Beni confiscati a chi “sostiene l’invasione”: la nuova mossa ucraina – cosa significa?

Il presidente dell’Ucraina Volodymyr Zelensky si è reso protagonista di una mossa molto significativa. Che cosa è successo?

Nonostante le pesanti sanzioni subite, Mosca non intende abbassare la guardia e bloccare l’avanzata in Ucraina. Il Ministro della Difesa russa, Sergej Shoigu, ha ribadito che “l’operazione speciale in Ucraina continuerà fino al completamento di tutti gli obiettivi, nonostante le sanzioni e gli aiuti su larga scala a Kiev”.

Zelensky ordinanza
Il presidente ucraino Zelensky ha firmato una legge per la confisca dei beni a chiunque sostenga l’invasione russa

Ma Kiev non sta a guardare. Nelle ultime ore il presidente Volodymyr Zelensky ha firmato una legge per la confisca dei beni a chiunque sostenga l’invasione russa in Ucraina. Cosa significa? Secondo questa ordinanza, si permette alle autorità ucraine di confiscare beni e proprietà a tutte le persone accusate di sostenere l’invasione russa sul territorio ucraino.

Questa la nota della presidenza ucraina sul proprio sito internet: “La procedura di identificazione e confisca dei beni delle persone sanzionate che in un modo o nell’altro sostengono l’aggressione degli occupanti contro l’Ucraina consentirà di reintegrare rapidamente il bilancio ucraino a spese dei nemici”. La seguente nota è stata riportata per prima dal ‘Washington Post’ e dalla testata online ‘Meduza’; in seguito, tutto il mondo ha iniziato a parlare di questa nuova mossa ucraina.

La nuova mossa di Zelensky per chiudere la guerra al più presto

La nota riportata dalle autorità di Kiev sembrerebbe, però, essere abbastanza vaga. Come scritto dal ‘Washington Post’, infatti, nella nota non sono date precise indicazioni su chi possa essere giudicato come “persona fisica o giuridica”.

Vladimir Putin
Il presidente russo Vladimir Putin

Il quotidiano americano ha detto anche che “ci sono criteri chiari in base ai quali una persona può essere classificata come una di quelle a cui si applica una tale sanzione”.

Ieri Zelensky – in collegamento con il Forum di Davos – ha ribadito le sue condizioni. Il presidente ucraino vuole la fine della guerra immediatamente, ma sa bene che la questione non sarà facile. Queste le sue parole: “Senza Putin non si prendono decisioni. E dobbiamo esserne ben consapevoli. E se stiamo parlando di una decisione specifica per porre fine alla guerra, questa decisione non potrà essere presa a meno di un incontro con il presidente della Federazione Russa. Dopo quello che hanno fatto non ci sono sicuramente grandi desideri per questi incontri e per incontrare i mediatori”.

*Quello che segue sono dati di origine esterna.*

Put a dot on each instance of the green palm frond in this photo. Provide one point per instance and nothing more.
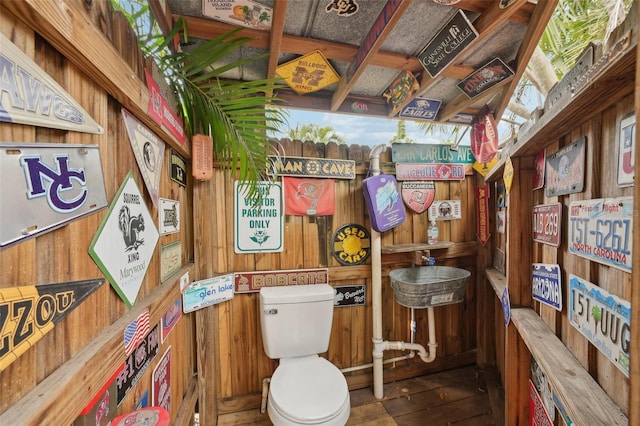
(232, 112)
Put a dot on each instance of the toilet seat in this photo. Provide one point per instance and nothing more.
(309, 390)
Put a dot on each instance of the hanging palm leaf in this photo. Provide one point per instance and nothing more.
(232, 112)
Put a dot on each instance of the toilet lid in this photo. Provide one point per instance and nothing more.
(311, 389)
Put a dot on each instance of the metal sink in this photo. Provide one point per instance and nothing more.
(428, 286)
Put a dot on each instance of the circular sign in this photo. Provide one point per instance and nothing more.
(351, 244)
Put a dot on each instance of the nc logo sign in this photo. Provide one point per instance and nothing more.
(65, 188)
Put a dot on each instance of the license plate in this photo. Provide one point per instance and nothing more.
(602, 230)
(603, 318)
(547, 223)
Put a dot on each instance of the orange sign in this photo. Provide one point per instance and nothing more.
(308, 73)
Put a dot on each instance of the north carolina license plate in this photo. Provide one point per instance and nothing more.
(602, 230)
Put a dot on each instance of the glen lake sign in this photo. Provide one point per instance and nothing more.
(430, 153)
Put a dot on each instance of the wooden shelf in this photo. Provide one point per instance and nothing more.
(406, 248)
(613, 83)
(497, 280)
(584, 400)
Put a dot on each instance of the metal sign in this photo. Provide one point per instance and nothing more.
(402, 87)
(602, 230)
(539, 167)
(507, 174)
(547, 223)
(351, 244)
(485, 78)
(564, 171)
(418, 195)
(626, 150)
(484, 136)
(169, 216)
(445, 210)
(27, 313)
(425, 171)
(170, 259)
(178, 169)
(44, 186)
(246, 13)
(546, 284)
(149, 152)
(537, 411)
(350, 295)
(103, 407)
(161, 112)
(124, 244)
(421, 109)
(170, 319)
(252, 282)
(161, 382)
(448, 43)
(485, 168)
(312, 167)
(34, 98)
(430, 153)
(208, 292)
(482, 203)
(308, 73)
(343, 7)
(258, 228)
(309, 196)
(137, 363)
(603, 318)
(135, 332)
(506, 306)
(149, 416)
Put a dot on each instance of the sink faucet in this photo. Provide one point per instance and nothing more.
(428, 260)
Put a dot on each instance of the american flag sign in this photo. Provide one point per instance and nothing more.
(136, 330)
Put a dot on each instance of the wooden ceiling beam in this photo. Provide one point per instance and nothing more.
(539, 18)
(382, 27)
(275, 39)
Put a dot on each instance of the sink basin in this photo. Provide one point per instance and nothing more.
(427, 286)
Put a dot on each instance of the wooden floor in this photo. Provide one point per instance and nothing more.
(465, 396)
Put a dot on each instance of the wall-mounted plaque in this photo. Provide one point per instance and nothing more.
(564, 171)
(603, 318)
(421, 109)
(426, 171)
(602, 230)
(485, 78)
(547, 222)
(430, 153)
(44, 186)
(447, 44)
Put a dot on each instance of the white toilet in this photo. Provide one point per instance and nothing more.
(305, 389)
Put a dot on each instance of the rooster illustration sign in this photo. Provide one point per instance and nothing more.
(125, 241)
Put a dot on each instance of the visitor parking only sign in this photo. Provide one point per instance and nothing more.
(259, 226)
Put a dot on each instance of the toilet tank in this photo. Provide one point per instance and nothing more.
(296, 320)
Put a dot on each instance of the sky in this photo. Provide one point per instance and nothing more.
(360, 130)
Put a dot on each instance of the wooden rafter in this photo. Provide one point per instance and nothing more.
(382, 27)
(490, 20)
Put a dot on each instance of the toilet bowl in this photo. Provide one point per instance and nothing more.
(305, 388)
(308, 390)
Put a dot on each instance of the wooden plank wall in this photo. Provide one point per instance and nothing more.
(53, 381)
(241, 362)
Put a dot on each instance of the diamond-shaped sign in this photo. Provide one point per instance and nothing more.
(125, 241)
(308, 73)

E ancora: “Pertanto, in linea di principio, non accetto alcun incontro con nessuno della Federazione Russa, ad eccezione del presidente. E solo se la questione sul tavolo è una: la fine della guerra. Non c’è nient’altro di cui parlare”.

Infine, Zelensky ha detto che la guerra terminerà con una vittoria del popolo ucraino: “Non dobbiamo regalare la terra e le persone che vivono su questa terra. Quindi ci sarà la vittoria, perché questa è la nostra terra, il nostro popolo, stiamo combattendo per loro. Paghiamo un prezzo alto, ma ci sarà sicuramente una vittoria, perché semplicemente non c’è altra via d’uscita. Capisco che qualsiasi guerra finisce con la diplomazia. La diplomazia può portare alla pace, la pace è il desiderio di ogni persona normale”.